Can’t Detect Hangup

We have an Asterisk 1.4 server with a multi-FXO port Sangoma telephony card installed that is receiving inbound calls from our customer’s on-site equipment. Our customer’s technician informed us that he can provide only two options to indicate call hang up – “dial tone on disconnect, or a standard hard disconnect”. We’ve tried several different Asterisk settings and neither option is being recognized, so the line stays open until a timeout is hit.

When we tried “standard hard disconnect” we saw the voltage sit at 51 volts while waiting for a call, drop to 7-9 volts when the call connected, and then remain at 7 after a hang up. No polarity reversal was noted either.

We’re currently receiving an audibly recognizable dial tone, but Asterisk isn’t detecting it.

Does anyone have any suggestions?

You need to find a PSTN provider who can provide proper PABX lines, with disconnect supervision.

I’m not a Dahdi expert, but I don’t remember any suggestions that Asterisk can use dial tone detect for clearing. In any case, you would be vulnerable to this being spoofed by the the caller, and even more likely, the callee.

The low voltage state on the line is created by the Asterisk being off hook.

[quote=“david55”]You need to find a PSTN provider who can provide proper PABX lines, with disconnect supervision.

I’m not a Dahdi expert, but I don’t remember any suggestions that Asterisk can use dial tone detect for clearing.

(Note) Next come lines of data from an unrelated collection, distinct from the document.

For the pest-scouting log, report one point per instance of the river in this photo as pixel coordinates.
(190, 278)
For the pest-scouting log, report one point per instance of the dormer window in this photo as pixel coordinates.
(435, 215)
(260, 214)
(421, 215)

In any case, you would be vulnerable to this being spoofed by the the caller, and even more likely, the callee.

The low voltage state on the line is created by the Asterisk being off hook.[/quote]

Thanks, but this is a customer’s internal phone switch not an external provider. As for Asterisk support for dial tone, we found a reference to such support at:
http://www.asteriskguru.com/tutorials/resolving_hangup_detection_problems_fxo_tdm_voicemail.html

The reference was:

[quote]By default, asterisk listens for a busy tone or a a dial tone on the line to detect if the line got hung up.
These tones are different in different countries, duration and tones might differ a little between carriers.[/quote]

The voltage measurements related to what our customer’s technician referred to as a “standard hard disconnect” were intended to show that we can’t detect a voltage drop at disconnect using this methodology. We also thought that maybe he was referring to polarity reversal, but that wasn’t detected either.

As I said, I’m not a dahdi expert. The problem with using dialtone for disconnect supervision is that you may get dialtone from the far end if they want you to send DTMF digits; there is nothing in the network which will block this. Are you sure that it looks for dialtone whilst the call is up? I’m not saying it doesn’t do it.

Your voltage levels problem is that you are using a line intended for connecting to a phone, whereas you need a line intended for connecting to another PABX. Ordinary phones cannot detect when the caller has hungup; they rely on the callee doing that and then hanging up themselves. If you, for example, use a modem on such a line, it relies on failing to detect carrier from the far end, rather than detecting a supervision tone, to determine that the call has ended.